Definition
An FAA requirement that air traffic controllers must issue a specific clearance for each runway a pilot is expected to cross while taxiing, and pilots must read back that clearance. A single taxi clearance does not authorize crossing any runway along the route; each runway crossing requires its own explicit instruction, given one runway at a time. The crossing clearance is normally issued only when the aircraft is approaching the runway to be crossed.
Plain English
When you taxi, you cannot cross any runway unless the controller specifically tells you to cross that exact runway. You must read the instruction back.
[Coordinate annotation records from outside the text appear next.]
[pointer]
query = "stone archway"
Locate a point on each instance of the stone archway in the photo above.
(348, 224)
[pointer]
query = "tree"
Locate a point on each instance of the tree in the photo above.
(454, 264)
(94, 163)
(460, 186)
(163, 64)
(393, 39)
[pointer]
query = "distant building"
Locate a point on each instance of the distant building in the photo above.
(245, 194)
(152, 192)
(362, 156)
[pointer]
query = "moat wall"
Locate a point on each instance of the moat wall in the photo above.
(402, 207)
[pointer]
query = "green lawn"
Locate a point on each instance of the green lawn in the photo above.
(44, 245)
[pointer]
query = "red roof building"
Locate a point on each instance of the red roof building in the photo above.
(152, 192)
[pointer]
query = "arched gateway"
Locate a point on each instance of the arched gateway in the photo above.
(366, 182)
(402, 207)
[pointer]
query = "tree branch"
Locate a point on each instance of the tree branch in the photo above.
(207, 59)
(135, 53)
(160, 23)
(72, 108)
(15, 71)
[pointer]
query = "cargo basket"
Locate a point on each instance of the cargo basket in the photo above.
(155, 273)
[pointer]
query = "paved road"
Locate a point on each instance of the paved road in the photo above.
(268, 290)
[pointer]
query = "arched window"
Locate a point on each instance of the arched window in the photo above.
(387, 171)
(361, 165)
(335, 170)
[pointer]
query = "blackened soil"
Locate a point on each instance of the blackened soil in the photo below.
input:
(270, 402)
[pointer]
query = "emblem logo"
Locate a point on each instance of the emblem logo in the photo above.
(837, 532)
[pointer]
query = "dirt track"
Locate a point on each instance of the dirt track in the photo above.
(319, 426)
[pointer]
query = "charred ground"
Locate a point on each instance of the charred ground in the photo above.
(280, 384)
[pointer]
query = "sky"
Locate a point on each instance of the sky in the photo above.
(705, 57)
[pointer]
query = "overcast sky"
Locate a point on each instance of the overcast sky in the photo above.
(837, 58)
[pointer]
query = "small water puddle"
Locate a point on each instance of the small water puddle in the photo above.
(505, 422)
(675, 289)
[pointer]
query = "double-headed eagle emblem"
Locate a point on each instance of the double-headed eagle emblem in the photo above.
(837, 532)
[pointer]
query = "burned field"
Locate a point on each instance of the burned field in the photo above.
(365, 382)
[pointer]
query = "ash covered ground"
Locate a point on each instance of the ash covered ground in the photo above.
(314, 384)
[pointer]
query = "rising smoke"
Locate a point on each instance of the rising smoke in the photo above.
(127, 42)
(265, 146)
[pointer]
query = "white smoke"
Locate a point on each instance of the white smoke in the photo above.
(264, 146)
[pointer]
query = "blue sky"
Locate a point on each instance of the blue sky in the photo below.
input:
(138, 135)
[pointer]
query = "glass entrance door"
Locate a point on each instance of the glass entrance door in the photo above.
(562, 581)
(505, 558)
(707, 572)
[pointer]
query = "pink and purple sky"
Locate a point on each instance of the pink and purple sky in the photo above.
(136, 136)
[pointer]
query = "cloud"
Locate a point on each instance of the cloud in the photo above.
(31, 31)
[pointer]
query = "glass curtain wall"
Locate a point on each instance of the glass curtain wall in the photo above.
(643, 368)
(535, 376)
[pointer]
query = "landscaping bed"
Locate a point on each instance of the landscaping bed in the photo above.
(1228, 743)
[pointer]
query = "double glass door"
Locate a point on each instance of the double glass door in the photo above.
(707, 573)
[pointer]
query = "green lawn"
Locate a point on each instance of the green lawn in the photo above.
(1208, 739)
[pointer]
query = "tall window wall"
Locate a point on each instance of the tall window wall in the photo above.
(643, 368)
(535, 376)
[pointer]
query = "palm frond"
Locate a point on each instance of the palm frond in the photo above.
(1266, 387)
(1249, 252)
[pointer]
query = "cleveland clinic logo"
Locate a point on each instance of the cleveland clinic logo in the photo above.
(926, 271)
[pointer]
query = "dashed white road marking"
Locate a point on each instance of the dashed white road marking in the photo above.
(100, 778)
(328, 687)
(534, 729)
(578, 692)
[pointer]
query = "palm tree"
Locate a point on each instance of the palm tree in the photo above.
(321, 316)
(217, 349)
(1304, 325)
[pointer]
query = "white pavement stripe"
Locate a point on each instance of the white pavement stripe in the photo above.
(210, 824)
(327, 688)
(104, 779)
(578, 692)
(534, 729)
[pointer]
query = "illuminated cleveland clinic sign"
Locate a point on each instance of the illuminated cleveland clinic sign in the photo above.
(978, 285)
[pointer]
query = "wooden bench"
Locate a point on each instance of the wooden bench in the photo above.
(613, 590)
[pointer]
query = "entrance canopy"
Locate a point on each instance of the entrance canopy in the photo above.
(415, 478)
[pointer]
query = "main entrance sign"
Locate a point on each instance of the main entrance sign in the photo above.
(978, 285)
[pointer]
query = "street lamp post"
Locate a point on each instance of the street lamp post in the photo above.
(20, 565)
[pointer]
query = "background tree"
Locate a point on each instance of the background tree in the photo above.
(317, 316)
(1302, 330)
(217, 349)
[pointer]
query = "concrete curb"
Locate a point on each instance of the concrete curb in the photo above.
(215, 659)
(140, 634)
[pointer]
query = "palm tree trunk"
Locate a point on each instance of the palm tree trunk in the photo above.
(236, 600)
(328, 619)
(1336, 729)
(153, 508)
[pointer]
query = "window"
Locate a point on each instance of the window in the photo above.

Even if the controller has cleared you to taxi to a destination, you still have to wait for a separate, named clearance for each runway in your way.
Context Anchor
Encountered during ground operations at towered airports, especially while taxiing from parking to a runway or after landing and taxiing to parking.
Derivation
Explicit comes from the Latin explicitus, meaning 'unfolded' or 'made plain.' In ATC use, it emphasizes that the runway crossing must be stated openly and individually—not implied or bundled into a longer taxi instruction.
Why Pilots Care
Ensures pilots never cross a runway without positive clearance, directly reducing the risk of runway incursions.
Intuition Check
Wrong assumption: “ATC gave me a taxi route, so I can cross any runway along that route.” Correct idea: You need a specific instruction to cross each runway, such as “Cross Runway Two Seven.”
Example Sentence 1
After receiving 'Taxi to Runway 27 via Alpha,' the pilot held short of Runway 15 and waited for the controller to issue an explicit runway crossing instruction before continuing.
Example Sentence 2
The pilot held short of the runway because the taxi clearance did not contain explicit crossing instructions.